In der Realität wird dieser Ansatz nur in solchen Systemen verwendet, in denen die Leistung der Heizeinheit nicht geregelt ist, wie dies bei Festbrennstoffkesseln der Fall ist. Die meisten modernen Heizgeräte verfügen über ein ausreichend flexibles Automatisierungssystem, mit dem Sie schnell einen ausgeglichenen Betriebsmodus erreichen können. In diesem Fall gibt der Kessel genau so viel Energie ab, wie die Heizkörper des Systems abführen können.

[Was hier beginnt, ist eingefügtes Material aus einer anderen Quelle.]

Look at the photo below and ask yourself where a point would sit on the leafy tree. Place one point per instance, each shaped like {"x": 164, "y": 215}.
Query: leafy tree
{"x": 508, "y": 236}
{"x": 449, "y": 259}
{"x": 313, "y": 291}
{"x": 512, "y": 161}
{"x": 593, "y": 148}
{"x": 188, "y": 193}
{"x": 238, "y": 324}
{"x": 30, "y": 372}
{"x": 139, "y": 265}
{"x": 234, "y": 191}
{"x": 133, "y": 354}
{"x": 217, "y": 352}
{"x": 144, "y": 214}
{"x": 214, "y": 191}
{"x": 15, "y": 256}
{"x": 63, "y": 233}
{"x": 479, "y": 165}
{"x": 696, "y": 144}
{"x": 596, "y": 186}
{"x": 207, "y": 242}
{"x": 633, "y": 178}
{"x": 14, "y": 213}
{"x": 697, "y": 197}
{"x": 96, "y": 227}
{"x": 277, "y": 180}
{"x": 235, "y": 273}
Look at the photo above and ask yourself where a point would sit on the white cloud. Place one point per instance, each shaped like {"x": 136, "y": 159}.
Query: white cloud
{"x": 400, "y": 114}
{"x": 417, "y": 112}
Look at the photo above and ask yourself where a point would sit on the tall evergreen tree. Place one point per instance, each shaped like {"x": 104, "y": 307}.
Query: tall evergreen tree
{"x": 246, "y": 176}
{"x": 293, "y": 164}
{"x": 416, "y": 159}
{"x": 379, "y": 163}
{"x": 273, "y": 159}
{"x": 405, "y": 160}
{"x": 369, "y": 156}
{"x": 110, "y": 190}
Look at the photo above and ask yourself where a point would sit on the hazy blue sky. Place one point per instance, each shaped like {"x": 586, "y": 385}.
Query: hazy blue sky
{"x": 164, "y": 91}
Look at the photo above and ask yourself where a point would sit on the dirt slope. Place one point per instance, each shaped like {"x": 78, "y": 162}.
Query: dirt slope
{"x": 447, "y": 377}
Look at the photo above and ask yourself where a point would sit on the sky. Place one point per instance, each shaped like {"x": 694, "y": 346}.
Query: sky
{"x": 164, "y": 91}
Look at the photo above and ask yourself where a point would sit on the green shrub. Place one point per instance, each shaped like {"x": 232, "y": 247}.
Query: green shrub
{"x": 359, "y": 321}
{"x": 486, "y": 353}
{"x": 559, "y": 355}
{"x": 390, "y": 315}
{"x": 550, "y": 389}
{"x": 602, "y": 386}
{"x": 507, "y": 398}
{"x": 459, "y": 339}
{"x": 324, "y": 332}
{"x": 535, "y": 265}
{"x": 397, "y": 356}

So wählen Sie einen Heizkörper

Dies ist das Hauptmissverständnis von unerfahrenen Designern: Es ist am offensichtlichsten, dass ein Kühler die Luft erwärmen muss, obwohl seine Hauptaufgabe darin besteht, das Kühlmittel zu kühlen. Die Wärmeaustauschrate kann einfach durch erzwungene Konvektion und deren lokale Regelung eingestellt werden. Daher besteht die Hauptaufgabe bei der Auswahl und Berechnung der Anzahl der Heizkörper darin, den Wärmeverlust in den Räumlichkeiten auszugleichen und nicht um den Ausgleich des Wärmeaustauschkreises zu kämpfen.

Konvektionskomponente der Struktur

Der hohe Wirkungsgrad moderner Heizkörper beruht auf dem ersten Faktor, der die Wärmeübertragungsrate beeinflusst – der Oberfläche. Zahlreiche Rippen aus wärmeleitendem Material sorgen für eine sehr schnelle Abkühlung des Kühlmittels, der Effekt wird durch die hohe Geschwindigkeit des Luftstroms durch den Kühler verstärkt.

Der unbestreitbare Marktführer in dieser Hinsicht sind Bimetall- und Aluminiumheizkörper. Zusätzlich zu den zahlreichen Luftkanälen haben sie oben an den Rippen eine Biegung, die den Luftstrom effektiv in die Mitte des Raums umleitet und ihn schleift. Daher wird dieser Kühlertyp hauptsächlich unter Fenstern mit breiten Fensterbänken oder in technologischen Nischen installiert..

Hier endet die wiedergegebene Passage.